Ele abre exceção para certos casos de infanticídio (sob o cruel argumento de que
“a criança nascida fora do casamento é uma criança fora da lei”) e para o duelo
que, por realizar-se publicamente e com consentimento, “não pode ser chamado
de homicídio”. Nega o direito de graça, restringindo-o às ofensas contra o próprio
soberano. E ilustrou sua exposição com um exemplo que, a despeito de muito
conhecido, vale a pena transcrever:
(se, por exemplo, o povo que vive em uma ilha decidisse desagregar-se e
espalhar-se pelo mundo), o último assassino no cárcere teria de ser antes
executado, de modo que cada um recebesse o que merecem seus atos e a
culpa sangrenta não recaísse sobre o povo, que não fez por merecer essa
punição, mas poderia ser considerado cúmplice nessa violação pública da
justiça. (KANT, 1996, p.120)

Ou seja: a pena, como imperativo categórico integrante da lei penal, iria


além da sociedade civil, transcenderia o próprio direito.
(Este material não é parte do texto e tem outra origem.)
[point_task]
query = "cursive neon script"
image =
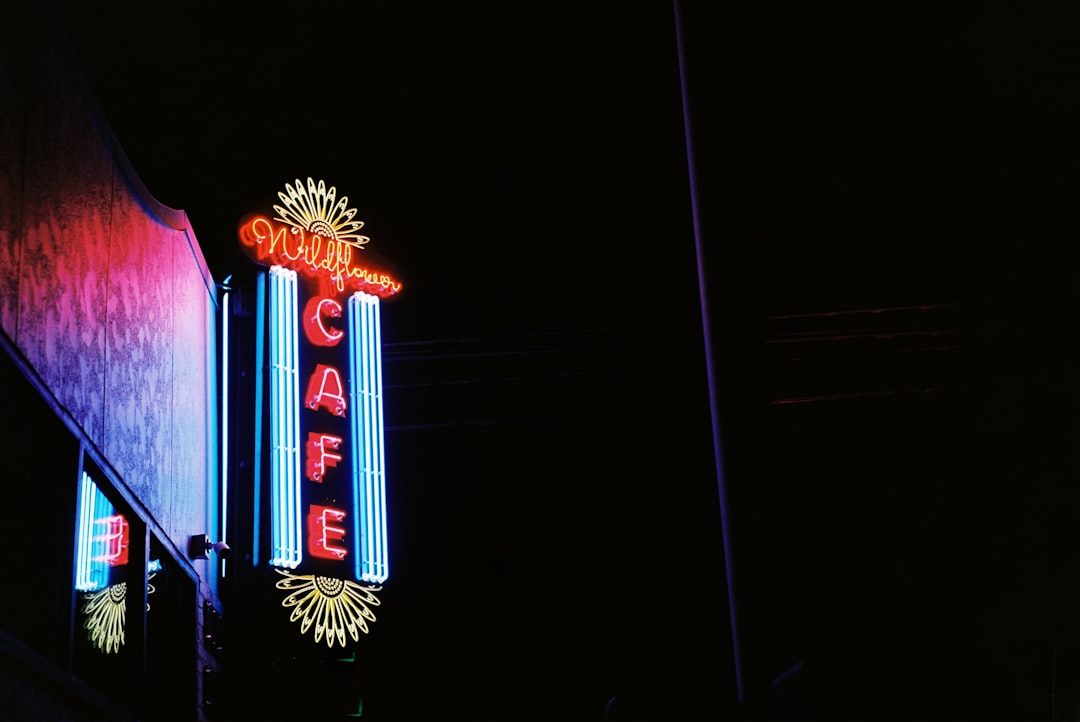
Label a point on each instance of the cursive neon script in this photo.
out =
(313, 255)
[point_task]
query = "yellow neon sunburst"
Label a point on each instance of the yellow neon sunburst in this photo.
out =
(106, 612)
(316, 209)
(334, 605)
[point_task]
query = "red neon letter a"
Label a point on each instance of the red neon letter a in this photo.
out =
(325, 390)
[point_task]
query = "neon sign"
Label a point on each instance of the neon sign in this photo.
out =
(103, 539)
(314, 233)
(327, 480)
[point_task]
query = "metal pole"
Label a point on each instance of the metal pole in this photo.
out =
(713, 405)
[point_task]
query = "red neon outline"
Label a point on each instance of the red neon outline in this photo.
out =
(320, 534)
(117, 540)
(322, 397)
(318, 460)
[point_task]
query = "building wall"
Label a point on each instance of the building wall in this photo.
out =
(108, 307)
(104, 290)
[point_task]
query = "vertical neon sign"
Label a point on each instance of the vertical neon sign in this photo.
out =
(284, 421)
(327, 484)
(365, 365)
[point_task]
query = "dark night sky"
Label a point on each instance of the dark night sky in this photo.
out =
(524, 169)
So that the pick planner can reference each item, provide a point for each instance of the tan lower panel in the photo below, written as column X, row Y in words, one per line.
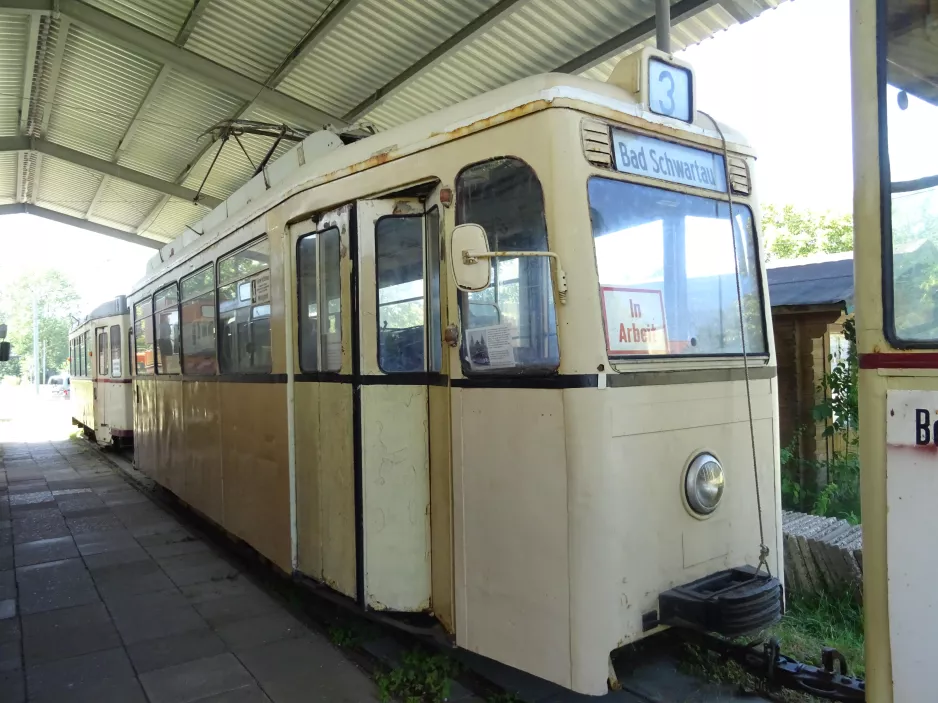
column 441, row 508
column 255, row 467
column 308, row 491
column 173, row 428
column 203, row 449
column 337, row 483
column 144, row 458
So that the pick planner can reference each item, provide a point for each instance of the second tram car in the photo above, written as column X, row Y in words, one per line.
column 99, row 370
column 510, row 364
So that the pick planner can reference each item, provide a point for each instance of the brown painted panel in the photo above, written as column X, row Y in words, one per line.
column 441, row 508
column 308, row 490
column 144, row 431
column 202, row 442
column 174, row 467
column 337, row 484
column 255, row 469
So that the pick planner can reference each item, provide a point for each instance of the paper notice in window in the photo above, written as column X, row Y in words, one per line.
column 491, row 347
column 635, row 322
column 262, row 288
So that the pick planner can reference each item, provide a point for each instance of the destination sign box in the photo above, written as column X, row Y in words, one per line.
column 656, row 158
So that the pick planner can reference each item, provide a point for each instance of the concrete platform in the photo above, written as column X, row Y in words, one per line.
column 105, row 597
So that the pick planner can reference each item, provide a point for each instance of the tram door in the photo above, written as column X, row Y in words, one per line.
column 399, row 355
column 100, row 359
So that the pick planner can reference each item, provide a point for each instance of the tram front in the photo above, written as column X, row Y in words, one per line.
column 669, row 393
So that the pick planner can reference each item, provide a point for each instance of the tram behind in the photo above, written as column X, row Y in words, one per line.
column 99, row 371
column 895, row 114
column 488, row 366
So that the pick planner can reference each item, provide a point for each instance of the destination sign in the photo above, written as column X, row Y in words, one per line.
column 655, row 158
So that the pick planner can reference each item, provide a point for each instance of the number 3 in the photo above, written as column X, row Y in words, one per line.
column 666, row 76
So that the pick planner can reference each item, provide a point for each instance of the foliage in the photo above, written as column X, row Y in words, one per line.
column 792, row 233
column 421, row 678
column 839, row 410
column 57, row 306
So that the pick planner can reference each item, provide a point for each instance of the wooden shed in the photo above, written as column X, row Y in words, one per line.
column 811, row 298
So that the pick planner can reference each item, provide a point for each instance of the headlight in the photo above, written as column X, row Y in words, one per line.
column 703, row 484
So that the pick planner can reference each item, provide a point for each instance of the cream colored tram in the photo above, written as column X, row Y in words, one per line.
column 894, row 56
column 488, row 366
column 99, row 365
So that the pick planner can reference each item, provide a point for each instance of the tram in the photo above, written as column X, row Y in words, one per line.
column 99, row 368
column 510, row 365
column 895, row 113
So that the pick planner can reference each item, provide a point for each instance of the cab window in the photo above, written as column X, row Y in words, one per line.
column 511, row 327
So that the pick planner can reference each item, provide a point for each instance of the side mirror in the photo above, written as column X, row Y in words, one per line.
column 465, row 243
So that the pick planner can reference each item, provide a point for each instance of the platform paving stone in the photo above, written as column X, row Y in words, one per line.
column 105, row 597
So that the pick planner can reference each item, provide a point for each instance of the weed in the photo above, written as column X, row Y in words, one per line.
column 344, row 636
column 421, row 678
column 823, row 621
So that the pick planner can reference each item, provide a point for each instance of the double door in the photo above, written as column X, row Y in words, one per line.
column 377, row 422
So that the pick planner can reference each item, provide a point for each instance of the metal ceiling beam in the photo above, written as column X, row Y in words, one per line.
column 142, row 43
column 79, row 158
column 680, row 11
column 313, row 38
column 192, row 19
column 32, row 42
column 20, row 208
column 470, row 32
column 54, row 70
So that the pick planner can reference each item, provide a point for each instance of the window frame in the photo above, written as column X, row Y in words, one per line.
column 210, row 266
column 102, row 364
column 218, row 285
column 887, row 253
column 157, row 357
column 462, row 296
column 143, row 301
column 320, row 288
column 119, row 338
column 421, row 217
column 759, row 269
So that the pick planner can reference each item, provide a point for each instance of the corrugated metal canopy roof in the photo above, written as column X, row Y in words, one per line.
column 103, row 103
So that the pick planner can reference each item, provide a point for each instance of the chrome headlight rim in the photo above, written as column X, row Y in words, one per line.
column 689, row 476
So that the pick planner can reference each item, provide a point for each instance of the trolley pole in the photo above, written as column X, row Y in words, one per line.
column 36, row 343
column 663, row 25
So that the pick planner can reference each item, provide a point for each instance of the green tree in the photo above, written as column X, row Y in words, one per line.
column 792, row 233
column 58, row 306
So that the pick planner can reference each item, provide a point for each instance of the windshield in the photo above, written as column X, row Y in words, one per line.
column 667, row 275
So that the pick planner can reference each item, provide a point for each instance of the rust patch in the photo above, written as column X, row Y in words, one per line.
column 488, row 122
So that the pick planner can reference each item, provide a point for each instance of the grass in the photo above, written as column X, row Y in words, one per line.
column 808, row 626
column 422, row 677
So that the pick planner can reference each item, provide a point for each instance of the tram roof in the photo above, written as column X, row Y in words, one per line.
column 102, row 102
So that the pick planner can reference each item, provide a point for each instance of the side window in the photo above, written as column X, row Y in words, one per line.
column 198, row 323
column 400, row 281
column 143, row 338
column 88, row 356
column 434, row 320
column 318, row 261
column 244, row 310
column 102, row 353
column 166, row 325
column 116, row 351
column 510, row 327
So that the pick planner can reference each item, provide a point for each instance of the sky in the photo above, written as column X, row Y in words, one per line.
column 793, row 104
A aplicação e execução
da pena configuraria um dever ao qual o soberano (o Estado) estaria rigorosa-
mente adstrito. Mas, qual seria a fonte desse dever tão absoluto e irremissível?
Um dos primeiros a perceber na moral kantiana “pressupostos teológicos
ocultos” foi Schopenhauer, para quem – numa tradição que remonta a Platão e
Sêneca – a pena se legitimaria não na falta cometida e sim na evitação de faltas
futuras. A fundamentação kantiana, do gênero “pelo castigo a falta é resgatada,
neutralizada, apagada etc.” é para Schopenhauer “um puro palavreado incoeren-
te” (SCHOPENHAUER, 2001, p.364; CACCIOLA, 1994, p.151)
O certo é que, na pena retributiva, tal como concebida por Kant, palpitam
as propriedades expiatórias e sacrificiais místicas de tantas culturas antigas, que,
tangidas pela Inquisição, chegariam à baixa Idade Média e à modernidade, e das
quais a Ilustração pretendeu ser o ponto final.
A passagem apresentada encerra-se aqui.